It’s the second time in Barrington’s three NFL seasons that he has finished the season on injured reserve, but his 2014 performance (53 tackles, one sack in 14 games with seven starts) was enough to convince the Packers they didn’t needed to renovate inside linebacker after the release of A.J. Hawk and Brad Jones last offseason. He was handling the three-down linebacker spot before the injury.
“He has the same mentality as me. He’s coming to start a riot,” Daniels said of Barrington. “That’s the way he plays football. We continue to feed into that type of identity, that personality in our defense. Sam, he’s a leader, he’s a guy (who) I don’t mind saying, ‘Hey, you’ve got it. Whatever you need done, I’ll get it done for you.’”
The Packers have two capable inside options in Barrington and Jake Ryan, but likely will want to improve their holdings at the position through the draft. Preferably, they’d like to secure a three-down linebacker who could tilt the field like Matthews did on an interim basis last season.

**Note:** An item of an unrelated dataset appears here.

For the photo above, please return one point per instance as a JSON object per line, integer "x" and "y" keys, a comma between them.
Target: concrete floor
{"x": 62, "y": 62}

In the secondary, the Packers finally appear to have secured the difference-making safety in Clinton-Dix that they'd lacked next to Morgan Burnett after Nick Collins’ career-ending neck injury in 2011. Clinton-Dix didn’t miss a snap last season, registering 100 tackles, three sacks and an interception.
Once again, the 23-year-old safety turned his game up in the playoffs with nine tackles, four passes defensed and an interception. His performance would have drawn more acclaim if the season hadn’t ended the way it did in a 26-20 overtime loss in Arizona.
All offseason, Daniels’ thoughts constantly drifted back to how the Packers’ season has ended in overtime losses the past two years. You can be sure that he isn’t alone. It's what fuels the defense entering the 2016 season.
“It’s a team sport but, at the end of the day, it does fall back on the defense,” Daniels said. “They scored on us in overtime two games in a row out west. The lasting thought was, ‘Man, if only the defense could have done better and the defense could’ve pulled through.’
“I’m a man and I have pride and that makes me angry. I’m sure it makes a lot of other guys upset.”